The original Complaint was filed against Defendants Warden Jeff Titus, Acting Warden Sherlinda Wheeler, Commissioner Paul Schnell, RN Supervisor Joan Wolff, Operations Director Christine Pawelk, Deputy Commissioner Michelle Smith, Assistant Commissioner Nanette Larson and Does 1-100. (Compl. at 5.) Warden Titus and Acting Warden Wheeler filed a motion to dismiss. (Dkt.

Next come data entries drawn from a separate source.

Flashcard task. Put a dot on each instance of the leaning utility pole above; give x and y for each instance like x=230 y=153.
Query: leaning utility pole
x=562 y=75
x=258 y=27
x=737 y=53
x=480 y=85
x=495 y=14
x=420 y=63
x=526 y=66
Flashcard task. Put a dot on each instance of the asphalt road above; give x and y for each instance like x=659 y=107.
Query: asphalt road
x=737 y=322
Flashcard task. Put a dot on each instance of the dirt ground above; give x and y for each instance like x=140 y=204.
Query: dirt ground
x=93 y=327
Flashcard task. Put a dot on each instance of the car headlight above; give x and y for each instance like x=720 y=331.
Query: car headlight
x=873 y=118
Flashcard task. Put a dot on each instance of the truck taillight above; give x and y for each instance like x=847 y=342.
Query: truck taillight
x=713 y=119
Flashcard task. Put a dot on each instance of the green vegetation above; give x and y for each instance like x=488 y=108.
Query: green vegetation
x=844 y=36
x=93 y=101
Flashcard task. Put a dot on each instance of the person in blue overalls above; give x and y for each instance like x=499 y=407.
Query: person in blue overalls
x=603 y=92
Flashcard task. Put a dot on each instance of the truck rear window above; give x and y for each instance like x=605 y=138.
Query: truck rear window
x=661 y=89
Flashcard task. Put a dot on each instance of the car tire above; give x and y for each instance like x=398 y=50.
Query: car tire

No. 25.) On June 2, 2022, U.S. Magistrate Judge Hildy Bowbeer (ret.) issued a Report and Recommendation, finding that (1) the Complaint gave insufficient notice of claims to Defendants Wheeler, Schnell, Wolff, Pawelk, Smith, and Larson under Federal Rule of Civil Procedure 8; (2) the Complaint failed to state a procedural or substantive due process claim under the 14th Amendment; (3) the Complaint did not sufficiently allege actions or inactions taken with deliberate indifference to Mr. McCollum's health and safety in violation of the Eight Amendment; and (4) qualified immunity applied to claims against Defendants in their individual capacity. (See R. & R., June 2, 2022, Dkt. No. 34.) Magistrate Judge Bowbeer also recommended that Mr. McCollum be allowed to file an amended complaint that asserted specific individual capacity claims against specific defendants. (Id. at 18.)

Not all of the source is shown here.